All the Left Can Offer is Despair
Some ideas sound big and distant—like something from a college textbook—but they’re closer to home than we think. David P. Goldman, in his provocative essay Shooting Dead Enemies, draws a surprising line from ancient Greece to today’s cultural chaos. And right in the middle of it all? Christianity.
Let’s unpack what he’s saying in simple terms.
When a Civilization Gives Up
Near the end of its glory days, ancient Greece started to run out of steam—not because of war or famine, but because people just stopped building the future. Birth rates dropped. Families shrank. And in many ways, the culture simply gave up.
It’s what Goldman calls a “self-willed extinction.” They didn’t want to keep going.
Why? Because the dominant worldview had no real reason to do so. The gods or fate were unpredictable. Nature was often cruel. Death was the end. If that’s all there is, why bother?
A Different Story Enters the Scene
Then Christianity showed up with a radically different message.
Contrasting sharply with the fatalism of ancient Greece, Christianity introduced a transformative perspective on human existence. The belief that every individual is created in the image of God imbues each person with intrinsic worth and purpose. This assertion provided a foundation for human rights and dignity that was not dependent on status or achievements.
Christianity's promise of a resurrection and eternal life offered a hopeful counter-narrative to the despair prevalent in Hellenistic thought. By affirming the possibility of redemption and a future beyond death, Christianity infused life with meaning and direction, encouraging individuals to live virtuously and with hope.
Heidegger, Despair, and Our Modern Drift
Fast forward to the 20th century. A German philosopher named Martin Heidegger captured the mood of many in the modern West. His core idea? We’re all heading toward death, and we need to come to terms with that. No afterlife. No rescue. Just acceptance.
It’s not hard to see echoes of that today in modern secular progressivism. Without God, modern culture swings between two extremes:
Arbitrary individualism and moral relativism (everyone does what feels right to them), which leads to
Conformity (when chaos leads to a demand for control and uniformity, often authoritarian - think cancel culture and censorship).
The author sees both as expressions of despair—a lack of hope or transcendent purpose.

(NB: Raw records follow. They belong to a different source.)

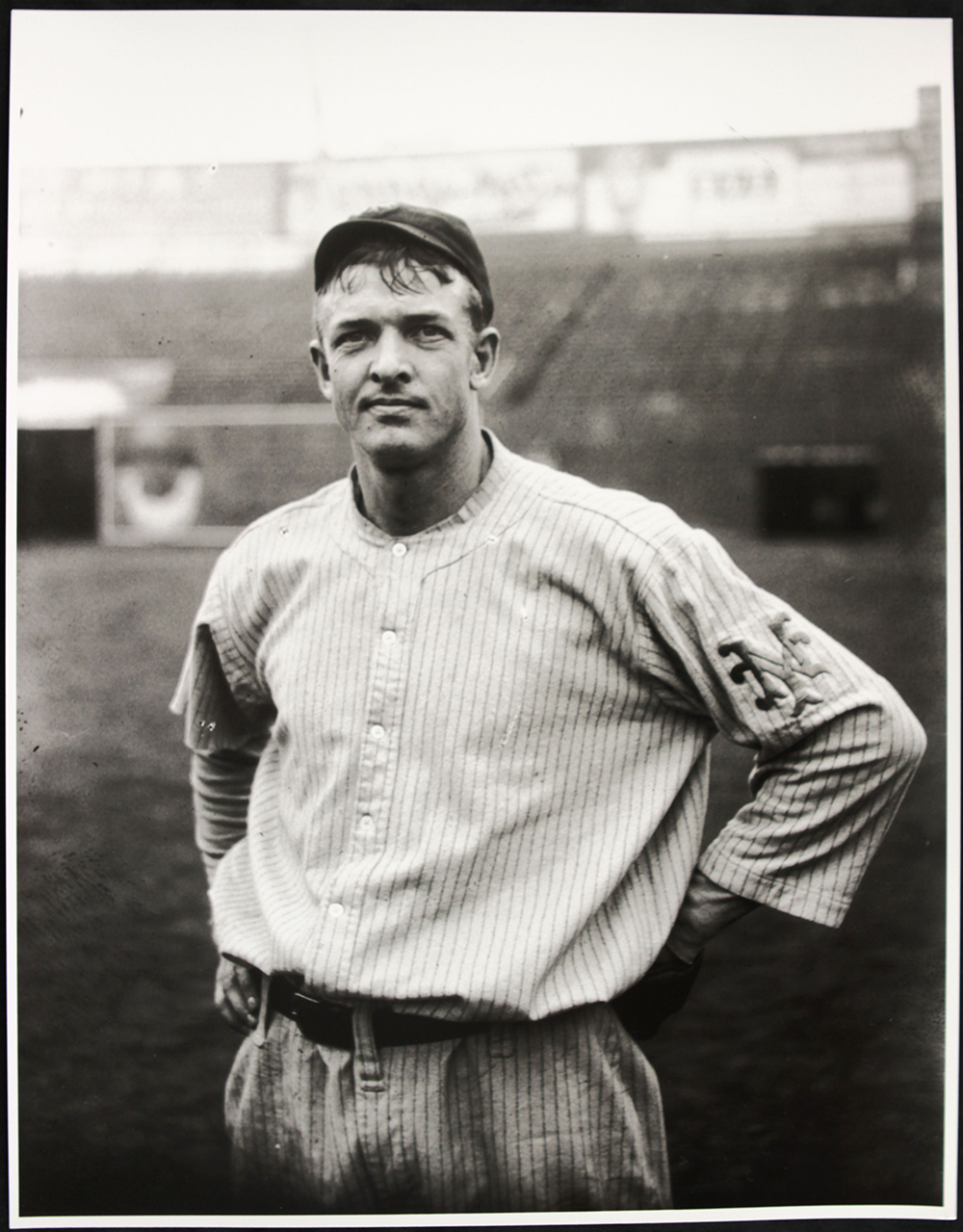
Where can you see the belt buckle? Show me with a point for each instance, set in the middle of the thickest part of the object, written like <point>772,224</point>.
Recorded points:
<point>299,1001</point>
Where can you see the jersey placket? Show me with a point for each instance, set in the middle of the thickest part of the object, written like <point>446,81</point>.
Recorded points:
<point>380,737</point>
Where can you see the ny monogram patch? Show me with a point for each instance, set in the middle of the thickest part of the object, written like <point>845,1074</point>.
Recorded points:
<point>786,680</point>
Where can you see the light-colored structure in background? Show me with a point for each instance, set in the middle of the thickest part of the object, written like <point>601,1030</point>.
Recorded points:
<point>269,216</point>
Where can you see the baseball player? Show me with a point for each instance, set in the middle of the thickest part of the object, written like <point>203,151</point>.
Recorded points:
<point>451,722</point>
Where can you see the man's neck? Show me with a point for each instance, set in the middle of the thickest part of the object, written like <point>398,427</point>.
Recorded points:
<point>407,502</point>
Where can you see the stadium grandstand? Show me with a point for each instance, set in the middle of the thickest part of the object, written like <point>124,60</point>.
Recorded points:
<point>750,330</point>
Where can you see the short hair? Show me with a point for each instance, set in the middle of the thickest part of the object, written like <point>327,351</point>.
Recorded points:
<point>401,266</point>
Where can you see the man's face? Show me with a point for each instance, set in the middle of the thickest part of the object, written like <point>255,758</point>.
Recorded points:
<point>402,367</point>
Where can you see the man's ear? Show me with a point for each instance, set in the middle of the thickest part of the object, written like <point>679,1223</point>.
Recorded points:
<point>321,366</point>
<point>485,357</point>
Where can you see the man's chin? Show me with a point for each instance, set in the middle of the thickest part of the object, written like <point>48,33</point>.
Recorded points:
<point>396,447</point>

When we lose a sense of purpose, things fall apart.
Why This Matters Now
Goldman’s point isn’t just about history or philosophy—it’s about where we are today.

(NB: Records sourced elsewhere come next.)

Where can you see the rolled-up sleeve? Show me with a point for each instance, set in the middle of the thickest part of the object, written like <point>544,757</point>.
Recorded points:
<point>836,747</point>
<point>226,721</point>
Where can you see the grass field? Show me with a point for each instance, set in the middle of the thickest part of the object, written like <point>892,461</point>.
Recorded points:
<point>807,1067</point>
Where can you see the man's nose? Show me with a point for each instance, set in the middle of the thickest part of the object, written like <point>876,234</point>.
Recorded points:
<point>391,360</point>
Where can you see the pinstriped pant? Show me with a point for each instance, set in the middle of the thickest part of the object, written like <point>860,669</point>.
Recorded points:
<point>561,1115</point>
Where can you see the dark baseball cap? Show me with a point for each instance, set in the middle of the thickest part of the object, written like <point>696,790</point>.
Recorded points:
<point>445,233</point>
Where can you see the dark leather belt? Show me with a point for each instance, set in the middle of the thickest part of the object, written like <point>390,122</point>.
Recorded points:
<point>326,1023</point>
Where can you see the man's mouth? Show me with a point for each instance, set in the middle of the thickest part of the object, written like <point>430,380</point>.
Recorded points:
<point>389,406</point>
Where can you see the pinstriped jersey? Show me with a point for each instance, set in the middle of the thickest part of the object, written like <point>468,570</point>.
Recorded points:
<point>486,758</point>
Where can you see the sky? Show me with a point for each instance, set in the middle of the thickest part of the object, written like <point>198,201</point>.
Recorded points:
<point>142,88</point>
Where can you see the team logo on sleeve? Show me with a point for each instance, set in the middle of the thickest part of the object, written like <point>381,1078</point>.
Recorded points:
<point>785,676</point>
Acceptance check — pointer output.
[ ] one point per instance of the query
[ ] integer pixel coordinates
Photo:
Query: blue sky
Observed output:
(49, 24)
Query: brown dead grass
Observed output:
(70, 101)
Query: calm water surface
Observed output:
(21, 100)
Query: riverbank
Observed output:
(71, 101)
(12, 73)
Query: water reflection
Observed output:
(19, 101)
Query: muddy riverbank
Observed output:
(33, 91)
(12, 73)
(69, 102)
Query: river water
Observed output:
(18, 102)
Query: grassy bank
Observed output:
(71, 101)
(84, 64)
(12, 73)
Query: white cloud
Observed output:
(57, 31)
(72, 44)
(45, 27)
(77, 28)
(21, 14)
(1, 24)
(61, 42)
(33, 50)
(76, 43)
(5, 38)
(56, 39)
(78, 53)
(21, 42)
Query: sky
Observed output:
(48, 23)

We live in a time of deep confusion about what it means to be human. Are we just lucky animals? Random products of chance? Or is there something more?
Christianity offers a clear and hope-filled answer: You are not an accident. You were made on purpose, for a purpose.
And no matter how dark the world gets, the story isn't over.
When a society believes that, it builds. It grows. It flourishes.
When it doesn’t—when it gives in to despair or drifts into meaningless freedom—it collapses, like ancient Greece.
The Big Takeaway
We don’t need to be scholars to wrestle with these ideas.
At some point, every culture—and every person—asks:
Why are we here? Does any of this matter?
Christianity doesn’t dodge those questions. It faces them head-on and answers with a cross, a resurrection, and a radical hope that still has the power to save.